A Little Dotty: Berkeley Startup Has a New Way to Make Your House Smart

By Bill Snyder

When giant tech companies like Intel or Samsung need to make a circuit board, they simply pop one out of their multi-billion dollar fabs or pony up a few million for a new machine. But when you’re just a tiny, underfunded startup putting together a prototype that you need to bake, you’ve got to look for something simpler and cheaper—a lot cheaper.

The circuit board in question was small; soldering the myriad tiny components to the base with a standard soldering iron would not have been possible. Without the wherewithal or standing to buy or borrow a commercial chip oven, the toaster oven was the next best thing. “It worked. The board was dry and ready in about 20 minutes,” says Kunal Chaudhary, one of four UC Berkeley computer science drop-outs (plus an alum) building what they hope will be the next big thing—a device called the Dot.

Physically, the Dot is a sandwich of circuit boards and chips housed in an unprepossessing plastic case about the size and shape of a hockey puck. Functionally, it’s an electronic beacon that pairs with a smartphone via Bluetooth and can be programmed to perform a variety of functions based on where you are and who you are. It uses location tracking to learn your behaviors and activity patterns so that the notifications you receive on your smartphone are “contextual.” For instance, it can act as a switch that turns on a light when you enter a room or adjust the air conditioning to your desired temperature. It can tell your smartphone to launch a navigation or music app when you get into your car and tell you when a roommate has entered the house. 

It will sell for $20 when it launches in March; cheaper if it gets into higher volume production.

Is the Dot a device that will change the world or make a few billion dollars? Perhaps not. But it may well be a launch pad for the careers of five young men who love nothing more than to hang out with each other, dream, and make things smarter. “We came up with Dot because we wanted our computers to be more like Data, Hal 9000, C3PO, and J.A.R.V.I.S.,” the team proclaims on its Kickstarter page.

The little black device has captured the imagination, or at least the cash, of more than 1,700 donors, and won the backing of two of Berkeley’s startup incubator programs—CITRIS Foundry and The House.

CITRIS kicked in $25,000 in return for a small equity stake in Iota Labs—Dot’s parent company—and The House invited the team to use a new shared workspace across the street from the campus, conveniently located next to an espresso café on Bancroft Way.

Conceptually, at least, the Dot was born in a Berkeley restaurant when Rahul Ramakrishnan and some friends looked on as a family at another table was distracted by the constant buzzing and bleating of smartphone notifications. “There’s got to be a way to fix this,” he thought. “How can we get people to use their phone less?”
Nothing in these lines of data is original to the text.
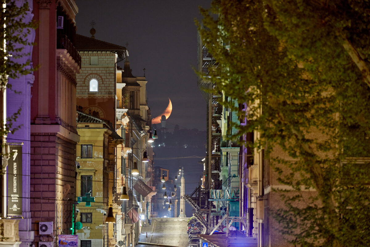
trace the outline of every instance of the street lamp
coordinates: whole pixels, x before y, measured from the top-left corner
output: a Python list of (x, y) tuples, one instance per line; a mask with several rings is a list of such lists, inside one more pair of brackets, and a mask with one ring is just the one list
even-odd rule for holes
[(147, 155), (147, 151), (144, 151), (144, 153), (142, 155), (142, 160), (141, 160), (143, 162), (149, 162), (149, 159), (148, 158), (148, 156)]
[(132, 175), (137, 175), (139, 174), (139, 170), (138, 169), (138, 166), (136, 162), (134, 162), (134, 168), (131, 171), (131, 174)]
[(127, 201), (128, 199), (128, 195), (126, 192), (126, 186), (123, 186), (122, 187), (122, 194), (120, 197), (120, 200), (121, 201)]
[(151, 143), (154, 141), (154, 139), (153, 138), (153, 135), (152, 134), (152, 133), (150, 132), (150, 133), (149, 134), (149, 138), (148, 139), (148, 142)]
[(158, 136), (157, 136), (157, 131), (154, 130), (154, 134), (153, 135), (153, 139), (158, 139)]

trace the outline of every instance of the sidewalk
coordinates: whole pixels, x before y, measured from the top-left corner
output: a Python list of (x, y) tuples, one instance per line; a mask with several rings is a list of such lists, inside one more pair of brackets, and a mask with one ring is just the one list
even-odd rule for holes
[[(147, 223), (146, 226), (143, 226), (141, 227), (141, 232), (139, 235), (139, 242), (152, 242), (152, 237), (153, 236), (153, 231), (154, 230), (154, 226), (157, 222), (156, 220), (152, 220), (151, 226)], [(147, 238), (147, 233), (148, 233), (148, 238)]]

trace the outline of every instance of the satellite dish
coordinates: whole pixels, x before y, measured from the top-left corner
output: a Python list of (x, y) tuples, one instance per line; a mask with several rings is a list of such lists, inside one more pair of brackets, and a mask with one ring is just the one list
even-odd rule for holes
[(76, 224), (75, 225), (74, 228), (75, 229), (79, 230), (81, 228), (82, 228), (82, 223), (80, 221), (76, 222)]

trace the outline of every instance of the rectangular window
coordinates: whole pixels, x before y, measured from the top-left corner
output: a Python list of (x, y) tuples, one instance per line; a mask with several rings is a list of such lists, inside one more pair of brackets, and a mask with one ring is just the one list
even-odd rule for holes
[(90, 65), (98, 65), (98, 57), (90, 57)]
[(81, 145), (81, 158), (92, 158), (92, 145)]
[(91, 240), (81, 240), (81, 247), (91, 247)]
[(86, 193), (92, 193), (92, 176), (81, 176), (81, 196), (85, 196)]
[(92, 218), (92, 213), (81, 213), (81, 222), (82, 223), (91, 223)]

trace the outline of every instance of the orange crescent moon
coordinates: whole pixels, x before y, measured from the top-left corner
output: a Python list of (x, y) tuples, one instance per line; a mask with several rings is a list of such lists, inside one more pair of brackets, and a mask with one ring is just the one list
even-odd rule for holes
[(168, 118), (169, 117), (169, 116), (171, 115), (171, 113), (172, 112), (172, 103), (171, 103), (171, 100), (169, 99), (169, 98), (168, 98), (168, 105), (167, 106), (167, 108), (166, 108), (166, 110), (164, 110), (163, 113), (157, 117), (152, 119), (152, 124), (160, 123), (162, 115), (164, 115), (166, 116), (166, 119), (168, 119)]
The vague idea became a bit more concrete as the future team members watched 2001: A Space Odyssey, and before long a new startup was born. The Dot is a relatively modest product, but for Chaudhary, it’s just the beginning. “Eventually, we want to tackle some of the biggest issues facing society. This one will help put us on the map,” he says.

A year-long quest for funding culminated in late September when Dot’s fund-raising campaign closed after raising $115,000 on the crowdfunding platform Kickstarter, more than five times its original goal of $20,000. 

“When (the Kickstarter page) went live we sat up all night watching the money pour in,” says Ramakrishnan. They hit their goal within 12 hours. Mornings were great too. “We’d check the page first thing and see what contributions had come in overnight from other countries. Knowing that people actually want your product is a tremendous feeling,” says Rishabh Parikh.

None of that money has yet reached their pockets, and for the last year the team has lived on savings from previous internships and help from their parents. The team has plowed the Citrus grant funds into product development.

Not every startup succeeds, of course. In fact, most don’t. “Not realizing that is simply hubris. But if you’re working at a startup you have to believe you’re part of that less than 10 percent that is going to succeed,” says Grant Empey, who like his partners has a long string of internships and tech projects on his resume.  

Ramakrishnan and Chaudhary know all about failure. At the end of their sophomore year they started Stash, “sort of an Airbnb for storage,” says Ramakrishnan. By storage, he didn’t mean the digital stuff you might store in the cloud. He was talking about the things college students have to store when the semester ends and they have to vacate their living quarters.

“Maybe not our best idea,” says Ramakrishnan. Stash gained a bit of traction, but failed rather quickly. 

“Stash was heartbreaking; our team fell apart,” says Chaudhary. “The time I feel the most alive, the most interested, the most passionate, is when I’m doing something that consumes every aspect of my life.”

Dot is consuming their lives. The team works long hours and the young men recently dropped out of school. “You can’t do something like this and have another full time job—which is school,” says Chaudhary. They’re all confident that the lack of a degree won’t handicap their careers if they succeed in building a viable startup. “And besides, the whole point of education [in computer science] is to drop out and build something,” says Chaudhary.

With the launch of the Dot just six months away, there’s plenty of work left to do. The team has to raise more money and decide on how it will handle assembly and shipping.  As for the toaster oven, it was last seen warming up a pizza.